How to determine the Block Size

Hi all,

I’m wondering about dimensioning of the BLOCK size. I mean what is the best strategy that in general should be adopted when programming a GPU?

Let us suppose that I want to deal with generic sizes of input quantities and I want to exploit at most the computational capabilities of the GPU hardware. Accordingly, in my opinion, I should use the maximum number of thread per block allowed and avoid branches or conditional expression in kernels so that actual parallel execution can be accomplished.

So if the Max thread per block is 512…maybe a block dimensioning of 32x16 or 16x32 should be the right choice. As I give the block size and I want to avoid if instructions in kernels I have to pad data structures involved in order to be integer multiples of the block. In addition, I thought that the bigger are the dimensions of the data structures I need, the lower is the influence on computational burden of padding, as in the worst case data structure are padded with 31 rows and 15 columns (or equivalently 15 rows and 31 col),

I adopted this strategy in writing my code, but I find out that the best performances are attained for a block size 8x8. I can understand that there is a trade of for the block size choice that involves also memory transfers from host to device and viceversa, and also that the best block size depends on the specific code, so no general value can be determined that is suitable for all codes.

But 8x8 leads to 64 threads per block that is much lower of 512 max thread per block allowed by my hardware. So i’m wondering if my programming strategy is correct. And if not, what is the best approach when sizing the block and the grid of a CUDA kernel? Furthermore, is avoiding branches introducing padding in data structures the proper way to manage variable input dimensions?
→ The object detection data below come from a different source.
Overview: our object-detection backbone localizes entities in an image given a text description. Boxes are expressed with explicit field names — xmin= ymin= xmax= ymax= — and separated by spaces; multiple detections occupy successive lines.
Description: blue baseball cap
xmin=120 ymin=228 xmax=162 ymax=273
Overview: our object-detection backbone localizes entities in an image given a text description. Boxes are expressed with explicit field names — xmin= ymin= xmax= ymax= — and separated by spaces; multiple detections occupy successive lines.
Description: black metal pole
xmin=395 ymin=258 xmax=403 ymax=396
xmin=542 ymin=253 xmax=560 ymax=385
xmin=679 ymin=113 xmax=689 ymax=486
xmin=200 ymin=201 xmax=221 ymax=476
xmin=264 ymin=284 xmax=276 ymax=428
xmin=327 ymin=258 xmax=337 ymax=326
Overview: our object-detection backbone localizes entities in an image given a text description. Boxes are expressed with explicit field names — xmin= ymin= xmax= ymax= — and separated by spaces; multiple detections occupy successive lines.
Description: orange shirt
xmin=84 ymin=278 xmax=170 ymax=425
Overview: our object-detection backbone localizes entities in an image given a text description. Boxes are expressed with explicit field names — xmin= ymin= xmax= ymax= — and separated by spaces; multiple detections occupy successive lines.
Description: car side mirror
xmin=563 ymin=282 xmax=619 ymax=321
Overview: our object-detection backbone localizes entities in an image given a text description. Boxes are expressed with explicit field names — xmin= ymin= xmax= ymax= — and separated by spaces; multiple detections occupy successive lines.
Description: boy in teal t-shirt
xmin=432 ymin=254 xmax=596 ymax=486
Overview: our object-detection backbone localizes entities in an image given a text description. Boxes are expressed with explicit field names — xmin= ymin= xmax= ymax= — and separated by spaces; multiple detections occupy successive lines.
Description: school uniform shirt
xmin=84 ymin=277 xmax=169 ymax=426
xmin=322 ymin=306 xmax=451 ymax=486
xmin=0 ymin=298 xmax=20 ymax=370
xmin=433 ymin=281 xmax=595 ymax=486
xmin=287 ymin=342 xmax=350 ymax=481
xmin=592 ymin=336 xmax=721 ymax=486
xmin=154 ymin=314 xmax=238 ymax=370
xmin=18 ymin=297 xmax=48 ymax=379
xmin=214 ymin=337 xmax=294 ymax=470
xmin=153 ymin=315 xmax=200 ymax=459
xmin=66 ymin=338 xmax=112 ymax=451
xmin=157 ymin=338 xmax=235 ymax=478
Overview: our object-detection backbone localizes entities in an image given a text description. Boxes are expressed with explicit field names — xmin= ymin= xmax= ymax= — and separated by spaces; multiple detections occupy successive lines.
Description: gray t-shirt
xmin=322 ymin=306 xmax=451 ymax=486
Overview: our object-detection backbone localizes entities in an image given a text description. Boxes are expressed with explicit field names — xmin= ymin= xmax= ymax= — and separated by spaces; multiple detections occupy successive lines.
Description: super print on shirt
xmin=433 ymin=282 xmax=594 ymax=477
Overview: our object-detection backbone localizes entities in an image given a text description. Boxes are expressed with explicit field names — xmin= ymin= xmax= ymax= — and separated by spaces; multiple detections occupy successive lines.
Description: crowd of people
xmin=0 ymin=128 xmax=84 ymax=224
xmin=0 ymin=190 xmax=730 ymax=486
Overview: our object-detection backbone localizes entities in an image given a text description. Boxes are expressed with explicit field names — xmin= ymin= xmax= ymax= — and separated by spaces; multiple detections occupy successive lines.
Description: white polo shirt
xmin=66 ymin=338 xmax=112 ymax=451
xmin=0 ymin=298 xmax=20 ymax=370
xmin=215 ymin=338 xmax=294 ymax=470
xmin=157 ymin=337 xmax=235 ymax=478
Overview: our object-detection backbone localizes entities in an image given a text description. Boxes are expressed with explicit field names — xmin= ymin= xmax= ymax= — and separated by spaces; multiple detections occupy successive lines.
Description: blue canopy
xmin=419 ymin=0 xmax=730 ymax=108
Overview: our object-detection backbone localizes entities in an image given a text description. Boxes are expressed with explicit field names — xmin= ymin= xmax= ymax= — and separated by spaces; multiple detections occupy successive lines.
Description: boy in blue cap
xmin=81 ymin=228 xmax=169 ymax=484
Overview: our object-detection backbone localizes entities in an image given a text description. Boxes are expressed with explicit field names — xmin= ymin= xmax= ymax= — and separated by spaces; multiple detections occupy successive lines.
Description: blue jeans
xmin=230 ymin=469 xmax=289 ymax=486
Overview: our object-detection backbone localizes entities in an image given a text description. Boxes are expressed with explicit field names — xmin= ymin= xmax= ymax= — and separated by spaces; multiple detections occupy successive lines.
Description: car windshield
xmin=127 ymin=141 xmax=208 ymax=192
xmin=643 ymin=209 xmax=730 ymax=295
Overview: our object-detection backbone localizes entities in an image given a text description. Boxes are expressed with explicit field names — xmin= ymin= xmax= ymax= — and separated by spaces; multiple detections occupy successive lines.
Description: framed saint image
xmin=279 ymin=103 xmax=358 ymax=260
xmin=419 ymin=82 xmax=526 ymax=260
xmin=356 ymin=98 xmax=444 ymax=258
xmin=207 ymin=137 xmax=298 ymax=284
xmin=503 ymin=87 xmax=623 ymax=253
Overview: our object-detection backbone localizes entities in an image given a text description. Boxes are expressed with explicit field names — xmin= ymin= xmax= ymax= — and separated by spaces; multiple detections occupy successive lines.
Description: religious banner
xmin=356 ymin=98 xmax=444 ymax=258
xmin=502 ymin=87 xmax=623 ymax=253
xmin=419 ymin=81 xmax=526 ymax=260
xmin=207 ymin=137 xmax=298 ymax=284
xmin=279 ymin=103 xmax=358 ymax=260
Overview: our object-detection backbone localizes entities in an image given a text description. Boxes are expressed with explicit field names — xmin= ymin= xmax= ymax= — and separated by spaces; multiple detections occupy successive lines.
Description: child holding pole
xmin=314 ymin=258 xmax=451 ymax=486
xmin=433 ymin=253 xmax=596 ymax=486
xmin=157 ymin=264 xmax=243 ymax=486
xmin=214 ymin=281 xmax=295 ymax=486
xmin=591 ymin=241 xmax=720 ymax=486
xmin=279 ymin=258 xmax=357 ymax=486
Any comment about will be really appreciated.

Many thanks,

Pietro

Occupancy is the key here. If you kernel is completely compute cycle limited, then maximizing the number of threads per block is probably the right way to go. On the other hand, most are memory bandwidth limited, in which case maximizing occupancy is probably a better strategy. The more active blocks you can have on a multiprocessor, the more likely it is that there will be a warp of threads that has instructions and data ready to run at any given moment, and the better chance your kernel has of hiding memory and instruction pipeline latency. By reducing the number of threads per block, you are increasing the GPU occupancy. The occupancy calculation spreadsheet in the SDK is a useful tool for understanding more about the effect of block size on occupancy.